After we adopted ObamaCare and Dodd-Frank, we created over two million jobs, the year before, only one million jobs. Those are the real facts, not the alternatives facts.

(CROSSTALK)

REGAN: The news today, the news that Wal-Mart is giving out bonuses.

SHERMAN: The news today is that Wal-Mart is closing 63 Sam's Clubs, and they didn't put that in their press release.

REGAN: Uh-huh. Well...

SHERMAN: You don't want to talk about the 63 Sam's Clubs and the thousands of people losing their jobs.

REGAN: Wait. Wait. Wait. Businesses close all the time, because you're not going to keep a store open in a community where it is not prosperous to keep it open.

SHERMAN: And bonuses are given all the time. That's why we have a Christmas and a New Year's.

That's the point. Bonuses are given all the time, close -- open all the time, close all the time. You can't attribute that to a tax bill.

(CROSSTALK)

REGAN: It's almost as though I fear some members of your party do not want to see this economy succeed, because, if this economy succeeds, people will credit Donald Trump with that. And you don't want that happening.

SHERMAN: We want it to succeed.

That's why we're there fighting to preserve Social Security and Medicare.
That's why we're there trying to make sure that we don't deport millions and millions of people.
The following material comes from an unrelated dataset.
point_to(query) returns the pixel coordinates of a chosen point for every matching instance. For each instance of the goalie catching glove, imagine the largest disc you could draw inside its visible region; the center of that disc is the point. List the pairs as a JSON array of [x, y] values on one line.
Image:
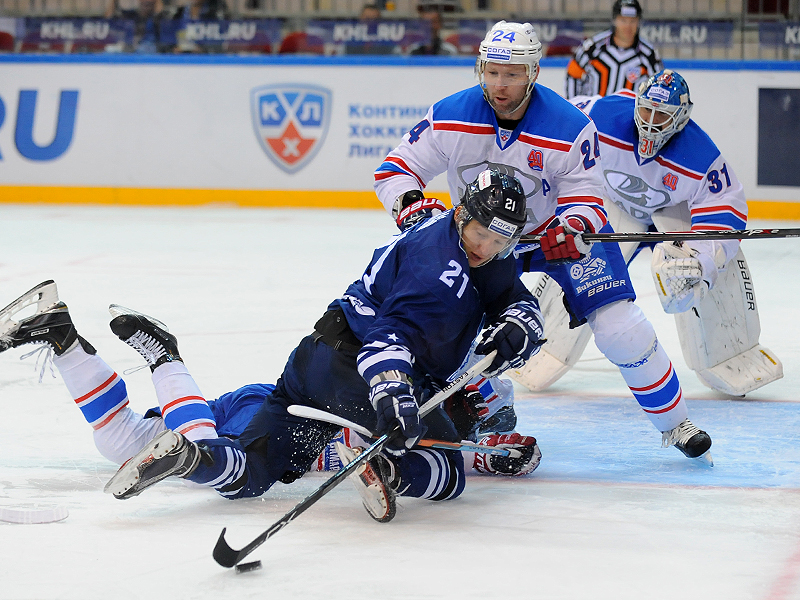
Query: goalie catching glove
[[683, 274], [506, 465], [516, 336], [393, 399], [412, 207], [563, 242]]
REGAN: Nobody is taking way Social Security.

SHERMAN: That's why we're there not wanting the federal government to close down and the economic problems that would have.

We're working to improve the economy every day. And if America succeeds, everybody succeeds.

But you look at this tax bill, here's what it does for factories. You can have a zero percent tax on the profits of your factory only if you move it overseas. That's the offshoring provision of this bill.

Not only does it provide 85 percent of its benefits to the top 1 percent. It provides a 100 percent tax break for those who move their factories overseas.

Those are the facts. You can make up alternative facts if you want.

REGAN: There's $2.7 trillion sitting overseas, possibly more. There's now an opportunity to bring all that money back onshore so that it's working for us.

SHERMAN: Right. And we could have done that with Democratic policies as well.

REGAN: We need policies, sir, that make us competitive, competitive, because it is a competitive world out there. And America should lead the way on this. You know that. You know that.

SHERMAN: We are competitive because we have the best workers and the best entrepreneurs.

We do -- now we are competing for who can give the most money to the top 1 percent.

REGAN: But you want to stifle that -- entrepreneurs, then. You want to stifle that work ethic by taxing people more and more and more to cover your concerns about, your sudden concerns and recent concerns about debt.

SHERMAN: This bill raises taxes...

REGAN: Unfortunately, I am out of time. I got a hard commercial break coming up.

SHERMAN: I have been fighting for a balanced budget for a lot of years. I was part of the first balanced budget we adopted in the '90s.

REGAN: Representative, it's good to see you. I appreciate hearing your side.

Thank you very much.

OK, we're going to taking a quick break.

SHERMAN: I wonder if Tucker has the courage to do the same.